Dès le dix-neuvième siécle, et plus encore au 20ème, plusieurs pays d’Europe ou d’Amérique, comme le Canada, ont marginalisé la guerilla marxiste permanente, au profit du dialogue, de la coopération et du mutualisme.

Ils y ont gagné, en termes de démocratie vraie et d’efficacité économique. C’est notamment le cas de la Suisse, de l’Allemagne, de l’Autriche, des Pays-Bas, et de certains pays tels que la Pologne, que j’ai personnellement aidé, après l’évacuation du communisme, à redécouvrir ses anciennes traditions coopératives des années 1860.

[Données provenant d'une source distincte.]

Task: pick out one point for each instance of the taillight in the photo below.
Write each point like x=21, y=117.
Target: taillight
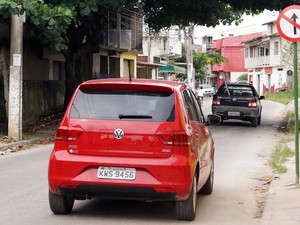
x=65, y=133
x=179, y=138
x=216, y=101
x=252, y=103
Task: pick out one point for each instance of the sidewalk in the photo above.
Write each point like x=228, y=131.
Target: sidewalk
x=283, y=199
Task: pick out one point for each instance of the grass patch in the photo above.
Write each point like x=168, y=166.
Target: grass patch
x=280, y=155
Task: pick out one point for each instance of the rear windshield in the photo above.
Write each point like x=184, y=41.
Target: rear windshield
x=123, y=105
x=236, y=90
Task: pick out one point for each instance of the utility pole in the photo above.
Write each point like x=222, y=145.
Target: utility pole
x=189, y=34
x=15, y=79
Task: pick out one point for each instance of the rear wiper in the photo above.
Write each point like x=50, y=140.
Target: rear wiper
x=134, y=116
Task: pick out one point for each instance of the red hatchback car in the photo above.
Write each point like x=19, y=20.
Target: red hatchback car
x=132, y=139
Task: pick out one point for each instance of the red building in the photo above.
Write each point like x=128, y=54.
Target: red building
x=232, y=48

La France, l’Italie, la Grèce, l’Espagne ne sont pas encore parvenues au même degré de réalisme.

Gramsci y a fourni des relais fort habiles au marxisme.

Les puissances jadis coloniales ont toutes gardé, à des degrés divers, des stigmates idéologiques de la période coloniale, basée sur le racisme. Leur affranchissement psychologique n’est guère plus avancé que celui de certains descendants d’esclaves, mes frères.

Le cumul des deux handicaps ( marxisme+racisme) n’a pas fini de faire des ravages.

Quand le Premier Ministre Manuel Valls parle « d’apartheid territorial, social, ethnique », il soulève une partie du voile. Dans une université d’été du P.S., il a eu l’occasion de s’offusquer que ses camarades de Parti sifflent encore le mot « entreprise ».

Il lui reste à agir sur les causes profondes de ces deux maux, qui sont dans les esprits.

La mobilisation des programmes scolaires et des médias fait évidemment partie des leviers,de même que la révision de multiples représentations collectives couramment constatées et qui ancrent les préjugés.

De nombreuses lois, d’innombrables habitudes sont à changer.

Le combat , nécessairement multi-fronts et multi-acteurs, sera long.

Mais quand commencera-t-il vraiment avec l’ampleur que dictent tant la crise économique et morale française que la résurgence des violences?